Veröffentlicht am 4. November 2019 In Leben im Bündnis

Sie kam nach Bolivien, als wir sie am meisten brauchten

BOLIVIEN, Alexandra Kempff •

Am 23. Oktober sahen die Schlagzeilen in Bolivien komplizierte Tage für das Land voraus. Die Stadt Santa Cruz wurde aus Protest von Zivilisten völlig blockiert, aber die Schönstattfamilie Santa Cruz bewies einmal mehr, dass die Pläne Gottes präzise sind: Unsere menschlichen Kräfte können vieles planen, aber er ist derjenige, der den perfekten Moment kennt. —

Das Komitee für Liturgie und Beiträge zum Gnadenkapital hatte den Empfang des Bildes der Gottesmutter, das aus Bellavista, Chile, kam, genau geplant. Sie hatten alle Details vorbereitet: Dokumente für die Zollabfertigung, Blumen, Banner, einen Priester zur Feier der Heiligen Messe und mehr.
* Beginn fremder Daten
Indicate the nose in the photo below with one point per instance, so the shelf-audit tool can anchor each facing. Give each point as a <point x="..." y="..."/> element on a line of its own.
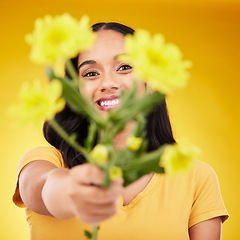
<point x="109" y="83"/>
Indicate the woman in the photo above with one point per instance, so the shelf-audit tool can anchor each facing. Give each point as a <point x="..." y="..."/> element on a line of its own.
<point x="62" y="196"/>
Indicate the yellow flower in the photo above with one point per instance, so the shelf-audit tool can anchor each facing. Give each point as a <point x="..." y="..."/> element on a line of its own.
<point x="37" y="103"/>
<point x="155" y="62"/>
<point x="59" y="38"/>
<point x="178" y="157"/>
<point x="134" y="143"/>
<point x="99" y="154"/>
<point x="115" y="173"/>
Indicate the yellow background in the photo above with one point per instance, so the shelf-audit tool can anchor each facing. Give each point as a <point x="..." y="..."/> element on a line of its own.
<point x="207" y="111"/>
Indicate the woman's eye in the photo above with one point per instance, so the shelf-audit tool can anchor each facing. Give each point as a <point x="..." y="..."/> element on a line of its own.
<point x="125" y="67"/>
<point x="91" y="74"/>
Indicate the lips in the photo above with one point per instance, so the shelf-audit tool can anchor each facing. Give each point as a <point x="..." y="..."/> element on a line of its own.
<point x="108" y="103"/>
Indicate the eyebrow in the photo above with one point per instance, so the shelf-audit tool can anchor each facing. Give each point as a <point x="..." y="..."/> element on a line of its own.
<point x="87" y="62"/>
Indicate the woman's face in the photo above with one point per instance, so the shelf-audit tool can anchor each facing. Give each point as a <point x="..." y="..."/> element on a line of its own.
<point x="102" y="74"/>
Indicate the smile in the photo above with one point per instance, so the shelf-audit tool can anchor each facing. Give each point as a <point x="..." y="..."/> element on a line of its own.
<point x="108" y="103"/>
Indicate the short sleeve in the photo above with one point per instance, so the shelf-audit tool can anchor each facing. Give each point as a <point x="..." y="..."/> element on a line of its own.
<point x="208" y="202"/>
<point x="49" y="154"/>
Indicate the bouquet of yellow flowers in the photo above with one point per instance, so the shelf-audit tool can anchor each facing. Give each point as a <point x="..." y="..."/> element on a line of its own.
<point x="54" y="41"/>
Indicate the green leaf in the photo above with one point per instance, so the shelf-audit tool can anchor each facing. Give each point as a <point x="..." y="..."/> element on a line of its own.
<point x="88" y="234"/>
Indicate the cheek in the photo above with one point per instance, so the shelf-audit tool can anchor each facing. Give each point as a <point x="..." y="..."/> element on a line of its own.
<point x="87" y="88"/>
<point x="141" y="89"/>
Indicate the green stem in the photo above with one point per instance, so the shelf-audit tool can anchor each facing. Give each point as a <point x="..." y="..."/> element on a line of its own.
<point x="94" y="232"/>
<point x="72" y="71"/>
<point x="70" y="140"/>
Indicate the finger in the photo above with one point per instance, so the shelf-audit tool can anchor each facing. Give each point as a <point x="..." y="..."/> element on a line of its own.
<point x="96" y="195"/>
<point x="87" y="174"/>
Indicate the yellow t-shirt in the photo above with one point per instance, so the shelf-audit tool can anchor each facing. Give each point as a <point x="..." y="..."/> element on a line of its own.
<point x="164" y="210"/>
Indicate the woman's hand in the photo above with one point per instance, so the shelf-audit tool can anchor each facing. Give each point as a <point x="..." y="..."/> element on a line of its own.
<point x="65" y="193"/>
<point x="92" y="203"/>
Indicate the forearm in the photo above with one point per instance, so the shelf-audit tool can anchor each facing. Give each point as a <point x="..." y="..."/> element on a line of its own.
<point x="55" y="194"/>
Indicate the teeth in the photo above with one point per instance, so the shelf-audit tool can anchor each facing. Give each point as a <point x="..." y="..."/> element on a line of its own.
<point x="110" y="103"/>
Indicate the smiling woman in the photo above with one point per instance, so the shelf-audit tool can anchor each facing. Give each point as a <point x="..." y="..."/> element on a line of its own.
<point x="63" y="196"/>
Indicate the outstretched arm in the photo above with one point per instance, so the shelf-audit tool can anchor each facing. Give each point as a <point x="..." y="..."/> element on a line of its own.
<point x="66" y="193"/>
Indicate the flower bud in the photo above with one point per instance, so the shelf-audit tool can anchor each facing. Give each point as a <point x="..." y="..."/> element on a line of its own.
<point x="115" y="173"/>
<point x="99" y="154"/>
<point x="134" y="143"/>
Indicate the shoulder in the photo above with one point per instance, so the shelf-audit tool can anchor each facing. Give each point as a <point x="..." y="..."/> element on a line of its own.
<point x="203" y="171"/>
<point x="46" y="153"/>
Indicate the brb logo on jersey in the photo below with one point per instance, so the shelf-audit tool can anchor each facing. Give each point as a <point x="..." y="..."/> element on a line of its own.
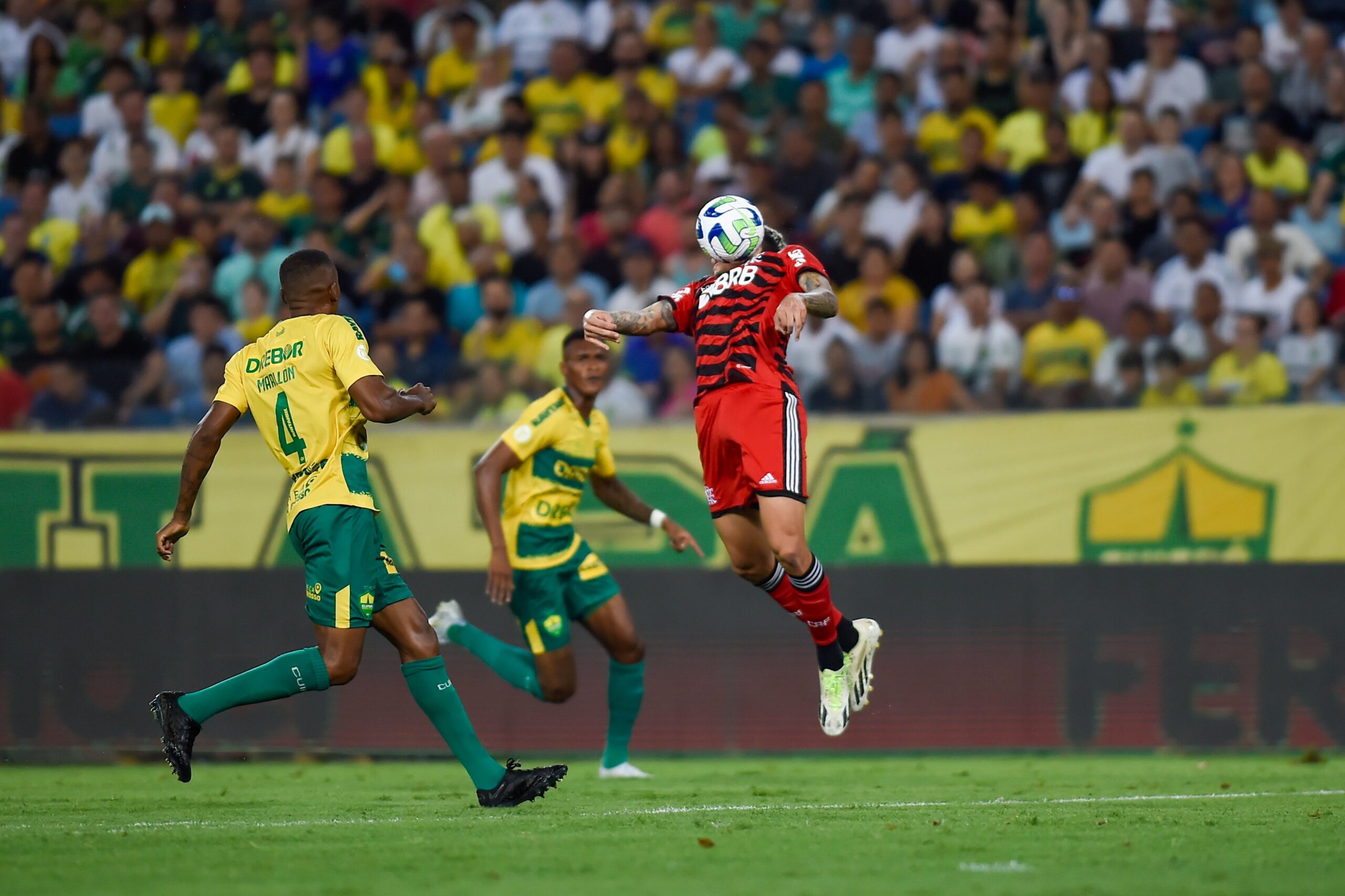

Am 18. Oktober 2019 im Heiligtum von Bellavista

Gottes Pläne sind nicht immer unsere…

Der Flug von Santiago kam um 6:30 Uhr an, und es wurde geschätzt, dass um 10:30 Uhr die Heilige Messe beim Bildstock auf dem Gelände für das neue Haus der Gottesmutter gefeiert werden würde. Diejenigen von uns, die arbeiten, waren sehr enttäuscht von den Plänen, weil wir erst einige Tage später die Möglichkeit haben würden, unsere Gottesmutter zu sehen, weil alle Ereignisse in die Arbeitszeit fielen. Allerdings hatte sie die Dinge auf unerwartete Weise und ganz anders geplant.

Die ersten Anzeichen dafür, dass die Dinge nicht so laufen würden, wie wir es geplant hatten, zeigten sich , als am 18. Oktober die gewalttätigen Proteste in Santiago ausbrachen. Flüge wurden gestrichen. Dann wurde in Santa Cruz nach den Anschuldigungen des Wahlbetrugs beschlossen, einen unbefristeten Streik zu starten, der am 23. Oktober um Mitternacht begann, dem Tag, an dem die Gottesmutter kam! Diese Streiks sind Maßnahmen des friedlichen Protestes, bei denen Zivilisten auf die Straße gehen und den Fahrzeugverkehr blockieren. Die Menschen nehmen ihre Rolle ernst, niemandem zu erlauben, mit dem Auto durchzufahren.

 

Warten auf dem Flughafen

Das Boarding eines ganz besonderen Gepäcks

Roger und Maria Isabel Baldivieso wurden ausgewählt, um das Bild aus Santiago zu bringen. Sie mussten viele Stunden am Flughafen verbringen, stiegen aber schließlich zur vorgesehenen Zeit ein und kamen pünktlich in Santa Cruz an.

Roger erzählte uns auf folgende Weise von seiner Reise: „Es ist unglaublich, dass bei der Ankunft am Flughafen von Santiago ein kleiner freier Gepäckwagen auf die Gottesmutter wartet. Bei der Ankunft am Flughafen in Santa Cruz steht ein weiterer kostenloser Wagen im Zollraum und so öffnet die Gottesmutter mit kleinen Details ihren Weg. Unnötig zu sagen, dass sie in Chile keine Gebühr wegen Sondermaßen und Übergewicht bezahlt hat. Die Gottesmutter wartete mit uns zwischen zwei Abfertigungsschlangen, als ob sie zwischen dem schlechten Zollbeamten und dem guten Zollbeamten wählen wollte; dann ging einer in die Pause, es blieb nur der andere, und der fragte, was denn in dem großen Kasten sei.

Als ich ihm daraufhin das Video zeigte, hat er die MTA sofort erkannt. Und sie durchgelassen.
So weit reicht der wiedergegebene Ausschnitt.